To what extent has the Haar measure been generalized? It is known that all locally compact groups, and therefore compact groups, have a left-invariant Haar measure which is unique up to scalar constant, also a right-invariant one. Is there a strictly wider class of groups that has such a measure? What about weakening of these measures? What about hypergroups?
Thank you. HTTT.
 A: For hyperfinite groups - ultraproducts $G$ of sequences of finite groups $G_n$ - one has the Loeb probability measure, which is analogous to Haar measure in that it is a bi-invariant probability measure.  The catch though is that the Loeb measure is not measurable with respect to a Borel sigma algebra (indeed, there is no natural topology to place on a hyperfinite group), but instead on the Loeb sigma algebra generated by applying the Caratheodory construction to the Boolean algebra of internal sets (the ultraproduct of subsets $E_n$ of $G_n$, which have measure equal to the (standard part of the) ultralimit of $|E_n|/|G_n|$).
One way to think of this is that while a hyperfinite group $G$ is not a topological space, it is a sigma-topological space - it has a collection of "open" sets (countable union of internal sets) which obey a weakened version of the topology axioms in which one has closure only under countable unions rather than arbitrary unions.  Loeb measure is then the analogue of Haar measure with respect to this sigma-topology.  I discuss this a bit in my paper with Bergelson.
One can also generalise from the hyperfinite case to ultraproducts of compact groups, or even locally compact groups if one normalises things properly.
A: For general locally compact hypergroups, the existence of a Haar measure is still an open problem as far as I know.  It has been answered affirmatively for Abelian, compact, or discrete hypergroups and those arising as coset spaces from locally compact groups.  
A: For a Hausdorff topological group, it is equivalent to admit a (quasi-)leftinvariant Radon measure and being locally compact.
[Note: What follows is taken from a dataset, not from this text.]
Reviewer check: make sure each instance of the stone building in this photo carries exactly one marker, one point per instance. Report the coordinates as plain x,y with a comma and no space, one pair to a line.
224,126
Reference: http://www.ams.org/journals/proc/1972-035-02/S0002-9939-1972-0318777-5/S0002-9939-1972-0318777-5.pdf
I don't know about Hypergroups.
It seems that quotient of topological groups give Hypergroups: Note that $G/H$ admits in general only a $G$-invariant measure if the modular functions of $G$ and $H$ coincide on $H$. I am not sure if that helps in your context.